Değerli üç numaralı bacanağım Osman Şahin’in babası rahmetli Emir Amca, Malatya ili Hekimhan azası, Kurşunlu nahiyesinin Zahmedin (Güçlü) köyündendi. Zahmedin, kuş uçmaz kervan geçmez bir dağ köyü! Emir Amca Anadolu irfanına sahip, çarıklı erkan-ı harp özelliklerine sahip, güngörmüş bir insandı. Babasından gerek eğitim, gerekse hayat tecrübesi açısından çok şeyler öğrenmiş, özellikle halk hekimliği konusunda tecrübeli bir kişiydi.
O mahrumiyet ve fakirlik ortamında, 7’si oğlan 2’si kız, tam 9 çocuğu olmuş. Son çocuğun doğumunda anne de rahmete kavuşunca 9 çocuğa hem annelik hem de babalık yapmak durumunda kalmış. Erkek çocukların tamamı, önce İmam-Hatip Lisesini bitirmiş, sonra da her biri değişik branşlarda yüksek öğretim görmüş. Kızları da yeteri kadar okuttuktan sonra ev-bark sahibi yapmış.
Akraba olduktan sonra, bir sohbet sırasında kendisine; “Emir Amca, sen fakir bir köylüyken, o kadar çocuğa nasıl baktın, nasıl büyüttün, hepsini okuttun ve üniversite mezunu yaptın?” diye sordum.

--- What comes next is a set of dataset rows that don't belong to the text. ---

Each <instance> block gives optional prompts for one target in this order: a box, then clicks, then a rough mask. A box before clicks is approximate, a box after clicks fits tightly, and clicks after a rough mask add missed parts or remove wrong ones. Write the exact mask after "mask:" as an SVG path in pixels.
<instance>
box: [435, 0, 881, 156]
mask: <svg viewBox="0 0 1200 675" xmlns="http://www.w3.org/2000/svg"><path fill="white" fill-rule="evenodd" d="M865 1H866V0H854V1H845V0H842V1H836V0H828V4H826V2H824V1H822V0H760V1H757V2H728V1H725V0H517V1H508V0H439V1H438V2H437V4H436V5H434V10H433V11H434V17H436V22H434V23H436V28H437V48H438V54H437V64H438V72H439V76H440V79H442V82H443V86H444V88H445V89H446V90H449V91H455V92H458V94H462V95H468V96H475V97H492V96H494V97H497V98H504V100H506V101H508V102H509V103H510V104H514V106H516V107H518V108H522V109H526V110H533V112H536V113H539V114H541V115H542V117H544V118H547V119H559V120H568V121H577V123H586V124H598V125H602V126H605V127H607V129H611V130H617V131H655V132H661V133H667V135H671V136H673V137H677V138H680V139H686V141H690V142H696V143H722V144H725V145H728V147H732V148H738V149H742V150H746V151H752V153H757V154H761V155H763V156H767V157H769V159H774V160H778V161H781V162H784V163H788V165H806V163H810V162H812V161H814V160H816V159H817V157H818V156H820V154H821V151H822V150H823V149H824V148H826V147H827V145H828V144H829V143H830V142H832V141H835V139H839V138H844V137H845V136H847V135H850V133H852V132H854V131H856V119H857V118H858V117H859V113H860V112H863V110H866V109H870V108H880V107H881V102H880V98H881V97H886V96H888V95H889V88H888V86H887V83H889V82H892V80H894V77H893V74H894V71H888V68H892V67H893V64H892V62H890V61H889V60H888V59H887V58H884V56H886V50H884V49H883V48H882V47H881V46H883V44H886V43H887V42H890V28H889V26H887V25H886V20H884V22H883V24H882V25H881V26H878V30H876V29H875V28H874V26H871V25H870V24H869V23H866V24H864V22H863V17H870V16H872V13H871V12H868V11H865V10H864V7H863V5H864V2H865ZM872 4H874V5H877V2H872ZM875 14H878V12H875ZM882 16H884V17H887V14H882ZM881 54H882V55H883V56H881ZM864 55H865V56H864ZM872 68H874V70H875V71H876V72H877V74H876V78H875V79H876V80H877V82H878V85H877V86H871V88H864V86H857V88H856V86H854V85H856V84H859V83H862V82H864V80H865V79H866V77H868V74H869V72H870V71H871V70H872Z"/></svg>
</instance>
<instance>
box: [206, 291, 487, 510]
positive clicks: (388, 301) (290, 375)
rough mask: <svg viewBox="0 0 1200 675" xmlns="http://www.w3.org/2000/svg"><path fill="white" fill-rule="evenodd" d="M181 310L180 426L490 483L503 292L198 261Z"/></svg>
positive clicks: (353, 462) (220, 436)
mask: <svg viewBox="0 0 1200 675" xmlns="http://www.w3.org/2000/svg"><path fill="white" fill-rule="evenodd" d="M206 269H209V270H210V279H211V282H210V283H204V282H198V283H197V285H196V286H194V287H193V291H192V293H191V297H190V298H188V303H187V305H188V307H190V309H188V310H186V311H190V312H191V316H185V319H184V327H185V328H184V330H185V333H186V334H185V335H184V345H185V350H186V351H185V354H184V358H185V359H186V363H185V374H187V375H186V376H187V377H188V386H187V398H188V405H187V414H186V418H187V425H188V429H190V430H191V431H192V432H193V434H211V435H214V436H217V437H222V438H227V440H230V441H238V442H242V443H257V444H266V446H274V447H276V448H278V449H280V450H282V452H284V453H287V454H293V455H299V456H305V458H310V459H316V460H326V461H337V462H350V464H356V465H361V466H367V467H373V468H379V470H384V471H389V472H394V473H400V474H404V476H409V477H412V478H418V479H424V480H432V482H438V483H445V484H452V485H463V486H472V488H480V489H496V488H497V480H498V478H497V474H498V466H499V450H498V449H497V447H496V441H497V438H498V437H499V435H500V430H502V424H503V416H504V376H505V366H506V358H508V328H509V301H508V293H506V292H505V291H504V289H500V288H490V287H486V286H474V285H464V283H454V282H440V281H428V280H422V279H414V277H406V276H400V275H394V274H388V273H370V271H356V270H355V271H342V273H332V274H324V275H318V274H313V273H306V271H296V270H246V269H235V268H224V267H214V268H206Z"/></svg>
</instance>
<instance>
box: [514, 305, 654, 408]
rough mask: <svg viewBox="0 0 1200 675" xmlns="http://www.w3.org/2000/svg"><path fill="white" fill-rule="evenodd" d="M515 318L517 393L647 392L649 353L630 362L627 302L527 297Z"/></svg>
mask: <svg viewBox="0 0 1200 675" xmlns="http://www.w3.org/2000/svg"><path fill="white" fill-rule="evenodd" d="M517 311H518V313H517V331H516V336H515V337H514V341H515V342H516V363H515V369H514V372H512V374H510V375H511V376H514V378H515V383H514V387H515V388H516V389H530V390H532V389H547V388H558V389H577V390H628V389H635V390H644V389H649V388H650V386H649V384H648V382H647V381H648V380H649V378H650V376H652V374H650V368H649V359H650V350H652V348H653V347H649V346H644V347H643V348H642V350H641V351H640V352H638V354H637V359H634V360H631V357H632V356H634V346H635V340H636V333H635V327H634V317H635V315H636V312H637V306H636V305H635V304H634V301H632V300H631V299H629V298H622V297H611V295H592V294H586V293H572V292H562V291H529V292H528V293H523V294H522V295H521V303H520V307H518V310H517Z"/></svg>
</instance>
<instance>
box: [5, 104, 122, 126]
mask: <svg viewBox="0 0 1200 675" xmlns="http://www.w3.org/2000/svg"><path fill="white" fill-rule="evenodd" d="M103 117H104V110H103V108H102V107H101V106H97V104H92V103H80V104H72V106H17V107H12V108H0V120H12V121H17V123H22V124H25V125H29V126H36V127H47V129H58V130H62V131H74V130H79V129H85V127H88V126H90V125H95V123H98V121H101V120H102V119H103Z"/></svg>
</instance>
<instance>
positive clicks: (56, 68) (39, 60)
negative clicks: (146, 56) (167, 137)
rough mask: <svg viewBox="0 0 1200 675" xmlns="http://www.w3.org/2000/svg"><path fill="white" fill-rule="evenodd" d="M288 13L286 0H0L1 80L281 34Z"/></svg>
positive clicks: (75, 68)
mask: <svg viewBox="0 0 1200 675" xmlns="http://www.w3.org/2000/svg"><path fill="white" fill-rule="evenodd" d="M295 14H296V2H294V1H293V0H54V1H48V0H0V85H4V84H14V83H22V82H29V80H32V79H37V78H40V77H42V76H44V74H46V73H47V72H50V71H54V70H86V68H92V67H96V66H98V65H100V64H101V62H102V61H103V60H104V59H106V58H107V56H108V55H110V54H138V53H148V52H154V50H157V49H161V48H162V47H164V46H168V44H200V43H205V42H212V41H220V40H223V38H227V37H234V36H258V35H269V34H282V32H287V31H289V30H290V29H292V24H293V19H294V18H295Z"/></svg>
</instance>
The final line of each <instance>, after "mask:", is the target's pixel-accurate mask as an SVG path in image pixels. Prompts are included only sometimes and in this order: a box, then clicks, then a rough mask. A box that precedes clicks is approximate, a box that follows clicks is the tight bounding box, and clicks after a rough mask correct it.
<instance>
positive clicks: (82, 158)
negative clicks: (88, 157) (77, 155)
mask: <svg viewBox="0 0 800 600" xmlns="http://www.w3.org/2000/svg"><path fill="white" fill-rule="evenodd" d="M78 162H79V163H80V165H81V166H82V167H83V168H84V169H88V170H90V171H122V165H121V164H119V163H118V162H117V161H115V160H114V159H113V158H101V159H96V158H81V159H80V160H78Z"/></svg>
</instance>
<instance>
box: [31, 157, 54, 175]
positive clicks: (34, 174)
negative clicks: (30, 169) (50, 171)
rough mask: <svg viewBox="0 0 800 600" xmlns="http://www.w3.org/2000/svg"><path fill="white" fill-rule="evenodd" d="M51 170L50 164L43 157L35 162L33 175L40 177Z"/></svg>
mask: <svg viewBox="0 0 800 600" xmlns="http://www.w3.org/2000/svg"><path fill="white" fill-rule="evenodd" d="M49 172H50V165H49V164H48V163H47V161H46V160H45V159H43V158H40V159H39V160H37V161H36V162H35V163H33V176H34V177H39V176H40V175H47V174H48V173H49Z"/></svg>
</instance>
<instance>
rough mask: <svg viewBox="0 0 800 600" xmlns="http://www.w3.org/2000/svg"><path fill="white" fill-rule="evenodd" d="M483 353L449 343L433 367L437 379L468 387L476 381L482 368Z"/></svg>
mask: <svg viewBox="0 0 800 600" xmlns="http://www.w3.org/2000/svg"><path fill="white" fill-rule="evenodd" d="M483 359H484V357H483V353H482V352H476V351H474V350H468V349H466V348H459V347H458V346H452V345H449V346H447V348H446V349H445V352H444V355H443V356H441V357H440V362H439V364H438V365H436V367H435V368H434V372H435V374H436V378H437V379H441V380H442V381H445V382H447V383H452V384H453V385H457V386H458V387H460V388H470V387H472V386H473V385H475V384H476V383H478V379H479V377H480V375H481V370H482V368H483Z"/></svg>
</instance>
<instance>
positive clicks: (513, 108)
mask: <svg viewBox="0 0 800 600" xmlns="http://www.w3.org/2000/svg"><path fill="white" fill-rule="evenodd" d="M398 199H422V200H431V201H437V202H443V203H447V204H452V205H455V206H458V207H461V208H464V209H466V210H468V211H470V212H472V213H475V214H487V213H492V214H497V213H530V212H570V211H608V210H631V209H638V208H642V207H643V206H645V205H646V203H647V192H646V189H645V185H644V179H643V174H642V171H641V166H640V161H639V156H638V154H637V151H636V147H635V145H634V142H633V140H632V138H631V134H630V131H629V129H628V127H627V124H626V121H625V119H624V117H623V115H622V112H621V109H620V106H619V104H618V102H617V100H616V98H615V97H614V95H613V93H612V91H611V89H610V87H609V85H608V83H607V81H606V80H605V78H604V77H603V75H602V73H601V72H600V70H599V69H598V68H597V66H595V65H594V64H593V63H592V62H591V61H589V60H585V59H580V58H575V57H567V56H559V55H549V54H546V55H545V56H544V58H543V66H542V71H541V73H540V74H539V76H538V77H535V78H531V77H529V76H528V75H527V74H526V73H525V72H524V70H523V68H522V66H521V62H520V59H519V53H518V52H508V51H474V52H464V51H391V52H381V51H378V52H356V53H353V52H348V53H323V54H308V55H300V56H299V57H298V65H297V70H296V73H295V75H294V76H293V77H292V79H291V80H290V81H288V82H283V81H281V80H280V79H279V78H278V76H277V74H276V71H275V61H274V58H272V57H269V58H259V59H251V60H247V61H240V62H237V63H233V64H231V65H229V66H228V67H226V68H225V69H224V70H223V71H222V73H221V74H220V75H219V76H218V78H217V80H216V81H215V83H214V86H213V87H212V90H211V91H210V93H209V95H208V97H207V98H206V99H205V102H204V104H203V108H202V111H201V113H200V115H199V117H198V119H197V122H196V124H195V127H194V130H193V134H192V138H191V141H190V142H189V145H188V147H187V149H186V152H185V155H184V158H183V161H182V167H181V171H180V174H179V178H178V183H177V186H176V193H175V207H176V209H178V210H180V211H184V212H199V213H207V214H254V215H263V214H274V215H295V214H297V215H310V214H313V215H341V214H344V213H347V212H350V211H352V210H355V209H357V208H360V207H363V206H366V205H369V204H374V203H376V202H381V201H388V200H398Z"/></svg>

Emir Amca; “Doktorum! Bende babamdan miras bir ilim var! Bir insanın kulak memelerinden zeka derecesini anlarım. Çocuklar doğdukça kulak memelerine baktım! Gördüm ki, hepsi birbirinden zekiler! Kendi kendime söz verdim: ‘Madem Cenab-ı Hak bana bu akıllı çocukları bahşetmiş, ben de ne yapıp edip bunları telef etmeyeceğim. Satacağım, savacağım, varımı yoğumu harcayacağım, ama bu çocukları okutacağım!’ Allah yardım etti, çocuklar da beni mahcup etmediler. Çok şükür hepsi bir kesere sap oldular!” diye cevapladı sorumu.
O sırada bizim tıfıllar da ortalıkta koşuşturuyorlar! “Emir Amca, madem sende böyle bir ilim var! Bir de bizim çocukları muayene etsen de ona göre hareket etsek!” diye yarı şaka, yarı ciddi bir ricada bulundum. Emir Amca sırayla; Mehmed’in, Mücahid’in, Bilal’in ve Ahmet Kerim’in kulak memelerini hafifçe ovalayıp yoklayarak muyene etti ve raporu verdi: “Doktorum! Seninkiler de maşallah bizim çocuklar gibi! Hepsi de zehir gibi, birbirinden zeki! Aman bunları zayi etmeyesin!” Emir Amca’dan aldığımız bu direktif üzerine, varımızı yoğumuzu harcadık, icabında şapkamızı, ceketimizi sattık ama çocukları okutmaya da muvaffak olduk! Sağolsun çocuklarımız da emeklerimizi zayi etmediler, her biri kendi alanlarında bir yerlere geldiler, ülkemizin ve dünyamızın değişik noktalarında insanlara hizmet ediyorlar!
Allah, Emir Amca’ya rahmet eylesin, mekanı Cennet olsun!